Semantic Similarity Functions

Introduction

The go3 library provides several semantic similarity functions for comparing Gene Ontology (GO) terms. These measures rely on two main principles:

  • Information Content (IC) derived from GO annotations.

  • Graph-based topological relationships in the GO hierarchy.

In this section, we summarize the main similarity measures provided, along with their theoretical definitions and bibliographic references.

Similarity Measures

Resnik Similarity

The Resnik similarity [1] measures the similarity between two GO terms as the information content (IC) of their Most Informative Common Ancestor (MICA):

\[\mathrm{Sim}_{Resnik}(t_1, t_2) = IC(\mathrm{MICA}(t_1, t_2))\]

Lin Similarity

Lin’s similarity [2] normalizes Resnik’s similarity by the sum of the ICs of both terms:

\[\mathrm{Sim}_{Lin}(t_1, t_2) = \frac{2 \times IC(\mathrm{MICA}(t_1, t_2))}{IC(t_1) + IC(t_2)}\]

Jiang-Conrath Similarity

Jiang and Conrath define a distance between two GO terms based on IC [3]:

\[d_{JC} = IC(t_1) + IC(t_2) - 2 \times IC(\mathrm{MICA})\]

Similarity is then calculated as:

\[\mathrm{Sim}_{JC} = \frac{1}{d_{JC}}\]

SimRel Similarity

The SimRel measure [4] combines Lin’s similarity with an exponential relevance factor:

\[\mathrm{Sim}_{Rel} = \left( \frac{2 \times IC(\mathrm{MICA})}{IC(t_1) + IC(t_2)} \right) \times \left(1 - e^{-IC(\mathrm{MICA})}\right)\]

Information Coefficient

Li et al. [5] propose a normalization using the minimum IC of the two terms:

\[\mathrm{IC\_coef} = \frac{IC(\mathrm{MICA})}{\min(IC(t_1), IC(t_2))}\]

GraphIC Similarity

The GraphIC measure uses the maximum graph depth of the two terms to scale the similarity:

\[\mathrm{GraphIC} = \frac{IC(\mathrm{MICA})}{\max(\mathrm{depth}(t_1), \mathrm{depth}(t_2)) + 1}\]

Wang Similarity

The Wang similarity [6] considers the graph structure of GO by propagating weights from each term through its ancestors:

  • Each ancestor node receives a weight based on the decay factor (usually \(w = 0.8\)).
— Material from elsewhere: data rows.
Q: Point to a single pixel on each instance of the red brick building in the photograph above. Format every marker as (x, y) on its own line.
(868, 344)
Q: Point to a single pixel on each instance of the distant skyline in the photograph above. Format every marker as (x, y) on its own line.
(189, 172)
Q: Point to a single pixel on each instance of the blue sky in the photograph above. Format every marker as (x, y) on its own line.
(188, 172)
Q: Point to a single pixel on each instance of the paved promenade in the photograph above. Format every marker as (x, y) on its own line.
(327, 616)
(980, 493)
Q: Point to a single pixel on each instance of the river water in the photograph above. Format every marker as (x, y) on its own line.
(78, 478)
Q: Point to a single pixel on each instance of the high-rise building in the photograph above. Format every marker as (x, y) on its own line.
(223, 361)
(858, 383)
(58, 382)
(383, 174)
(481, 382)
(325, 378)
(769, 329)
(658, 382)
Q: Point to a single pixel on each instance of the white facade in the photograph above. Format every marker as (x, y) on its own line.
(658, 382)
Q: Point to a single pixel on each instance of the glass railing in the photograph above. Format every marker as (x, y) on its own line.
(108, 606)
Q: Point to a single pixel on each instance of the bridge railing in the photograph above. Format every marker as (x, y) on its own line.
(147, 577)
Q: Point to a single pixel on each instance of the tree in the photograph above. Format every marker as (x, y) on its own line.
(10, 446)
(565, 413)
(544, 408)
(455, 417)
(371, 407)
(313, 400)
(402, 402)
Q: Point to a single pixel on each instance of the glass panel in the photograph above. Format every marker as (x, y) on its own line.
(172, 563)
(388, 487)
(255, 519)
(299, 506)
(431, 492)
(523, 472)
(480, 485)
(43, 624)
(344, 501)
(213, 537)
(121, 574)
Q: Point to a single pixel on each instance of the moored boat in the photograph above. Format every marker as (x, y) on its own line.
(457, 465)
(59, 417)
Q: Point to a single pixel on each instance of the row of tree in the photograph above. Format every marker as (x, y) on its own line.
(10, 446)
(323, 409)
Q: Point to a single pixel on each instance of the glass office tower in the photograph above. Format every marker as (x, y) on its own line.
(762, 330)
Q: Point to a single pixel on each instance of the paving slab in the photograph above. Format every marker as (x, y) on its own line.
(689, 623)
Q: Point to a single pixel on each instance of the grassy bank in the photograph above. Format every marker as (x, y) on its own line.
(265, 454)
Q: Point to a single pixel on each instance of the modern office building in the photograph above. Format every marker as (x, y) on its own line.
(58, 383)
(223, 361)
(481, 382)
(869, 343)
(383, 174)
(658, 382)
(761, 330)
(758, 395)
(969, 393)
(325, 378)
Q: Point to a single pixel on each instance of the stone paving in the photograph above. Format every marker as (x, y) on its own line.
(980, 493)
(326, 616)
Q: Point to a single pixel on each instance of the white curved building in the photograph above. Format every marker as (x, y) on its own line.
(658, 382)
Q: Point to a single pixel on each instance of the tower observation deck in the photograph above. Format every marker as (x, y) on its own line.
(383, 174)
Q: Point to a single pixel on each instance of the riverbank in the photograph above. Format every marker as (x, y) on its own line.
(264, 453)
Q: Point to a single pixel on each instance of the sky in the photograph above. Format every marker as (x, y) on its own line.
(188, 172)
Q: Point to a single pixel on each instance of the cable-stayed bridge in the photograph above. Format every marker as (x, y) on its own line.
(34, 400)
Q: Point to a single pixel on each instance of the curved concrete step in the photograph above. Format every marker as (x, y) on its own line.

  • The similarity is computed as:

\[\text{Sim}_{Wang}(t_1, t_2) = \frac{\sum_{x \in A(t_1) \cap A(t_2)} (S_{t_1}(x) + S_{t_2}(x))}{SV(t_1) + SV(t_2)}\]
Where:
  • :math:A(t) is the set of ancestors of term :math:t (including itself).

  • :math:S_t(x) is the semantic contribution of ancestor :math:x to term :math:t.
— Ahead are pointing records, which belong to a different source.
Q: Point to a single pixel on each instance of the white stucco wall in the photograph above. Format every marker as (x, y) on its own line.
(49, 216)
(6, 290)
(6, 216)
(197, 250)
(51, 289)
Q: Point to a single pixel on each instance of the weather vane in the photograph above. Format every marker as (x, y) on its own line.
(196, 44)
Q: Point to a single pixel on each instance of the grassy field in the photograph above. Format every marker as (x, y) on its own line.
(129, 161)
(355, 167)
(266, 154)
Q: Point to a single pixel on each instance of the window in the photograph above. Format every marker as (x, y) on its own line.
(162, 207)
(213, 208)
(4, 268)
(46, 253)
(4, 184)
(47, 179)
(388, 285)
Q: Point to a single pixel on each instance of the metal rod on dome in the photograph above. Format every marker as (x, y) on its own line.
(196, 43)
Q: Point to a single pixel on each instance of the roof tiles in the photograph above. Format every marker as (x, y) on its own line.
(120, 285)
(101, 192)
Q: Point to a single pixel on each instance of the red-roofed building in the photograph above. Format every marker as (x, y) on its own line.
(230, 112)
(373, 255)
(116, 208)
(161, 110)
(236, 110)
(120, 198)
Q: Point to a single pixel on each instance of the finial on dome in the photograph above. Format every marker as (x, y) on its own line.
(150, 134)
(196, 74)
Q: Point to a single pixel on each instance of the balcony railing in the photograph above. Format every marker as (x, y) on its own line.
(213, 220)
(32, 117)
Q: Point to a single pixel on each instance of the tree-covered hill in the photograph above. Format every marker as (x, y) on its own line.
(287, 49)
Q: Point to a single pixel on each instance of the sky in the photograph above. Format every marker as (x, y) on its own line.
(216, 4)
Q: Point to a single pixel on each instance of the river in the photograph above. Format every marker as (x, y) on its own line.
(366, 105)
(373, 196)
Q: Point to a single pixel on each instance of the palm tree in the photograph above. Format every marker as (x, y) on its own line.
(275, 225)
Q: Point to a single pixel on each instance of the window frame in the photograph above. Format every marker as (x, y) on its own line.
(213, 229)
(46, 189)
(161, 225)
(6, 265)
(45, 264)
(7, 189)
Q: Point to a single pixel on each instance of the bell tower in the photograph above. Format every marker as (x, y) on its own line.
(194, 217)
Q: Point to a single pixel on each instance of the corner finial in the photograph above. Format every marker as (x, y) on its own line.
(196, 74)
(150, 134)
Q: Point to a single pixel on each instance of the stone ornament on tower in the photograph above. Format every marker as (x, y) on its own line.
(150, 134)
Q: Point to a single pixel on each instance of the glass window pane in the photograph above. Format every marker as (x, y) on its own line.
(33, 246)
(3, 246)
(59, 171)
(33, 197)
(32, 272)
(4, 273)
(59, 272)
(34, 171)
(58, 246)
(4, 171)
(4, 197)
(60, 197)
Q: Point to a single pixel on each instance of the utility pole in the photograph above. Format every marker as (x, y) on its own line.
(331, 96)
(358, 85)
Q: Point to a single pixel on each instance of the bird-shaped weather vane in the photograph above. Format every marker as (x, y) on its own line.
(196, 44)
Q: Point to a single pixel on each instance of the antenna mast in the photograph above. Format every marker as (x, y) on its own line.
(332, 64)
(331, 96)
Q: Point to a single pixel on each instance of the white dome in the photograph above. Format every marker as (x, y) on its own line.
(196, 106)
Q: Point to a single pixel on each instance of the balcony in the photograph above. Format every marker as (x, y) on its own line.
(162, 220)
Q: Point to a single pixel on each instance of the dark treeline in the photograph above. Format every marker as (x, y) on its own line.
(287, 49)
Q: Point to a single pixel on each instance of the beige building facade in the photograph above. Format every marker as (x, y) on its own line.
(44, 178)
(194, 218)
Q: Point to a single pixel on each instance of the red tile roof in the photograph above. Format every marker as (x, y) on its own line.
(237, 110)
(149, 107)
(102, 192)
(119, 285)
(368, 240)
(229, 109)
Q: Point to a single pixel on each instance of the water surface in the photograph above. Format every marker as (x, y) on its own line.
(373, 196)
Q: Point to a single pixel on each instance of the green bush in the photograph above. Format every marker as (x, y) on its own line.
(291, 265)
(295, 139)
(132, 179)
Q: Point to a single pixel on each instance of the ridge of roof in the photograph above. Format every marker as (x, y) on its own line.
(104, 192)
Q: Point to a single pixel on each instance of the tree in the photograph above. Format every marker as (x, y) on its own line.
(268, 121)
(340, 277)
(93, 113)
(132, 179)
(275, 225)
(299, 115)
  • :math:SV(t) is the total semantic value of term :math:t.

The key idea is that ancestors that are closer to the term contribute more to its meaning than distant ancestors, capturing the hierarchical semantics of the ontology without relying on external annotation statistics.

Batch Computation

All these similarity measures are available in efficient batch versions in the go3 library, taking full advantage of Rust’s parallelism.

Bibliography

[1]

P. Resnik. Using information content to evaluate semantic similarity in a taxonomy. In Proceedings of the 14th International Joint Conference on Artificial Intelligence (IJCAI), 448–453. 1995.

[2]

D. Lin. An information-theoretic definition of similarity. In Proceedings of the 15th International Conference on Machine Learning (ICML), 296–304. 1998.

[3]

J. J. Jiang and D. W. Conrath. Semantic similarity based on corpus statistics and lexical taxonomy. In Proceedings of the International Conference on Research in Computational Linguistics (ROCLING), 19–33. 1997.

[4]

A. Schlicker, F. S. Domingues, J. Rahnenfuhrer, and T. Lengauer. A new measure for functional similarity of gene products based on gene ontology. BMC Bioinformatics, 7(1):302, 2006.

[5]

B. Li, J. Z. Wang, F. A. Feltus, J. Zhou, and F. Luo. Effectively integrating information content and structural relationship to improve the go-based similarity measure. Journal of Biomedical Informatics, 43(5):752–760, 2010.

[6]

J. Z. Wang, Z. Du, R. Payattakool, S. Y. Philip, and C. F. Chen. A new method to measure the semantic similarity of go terms. Bioinformatics, 23(10):1274–1281, 2007.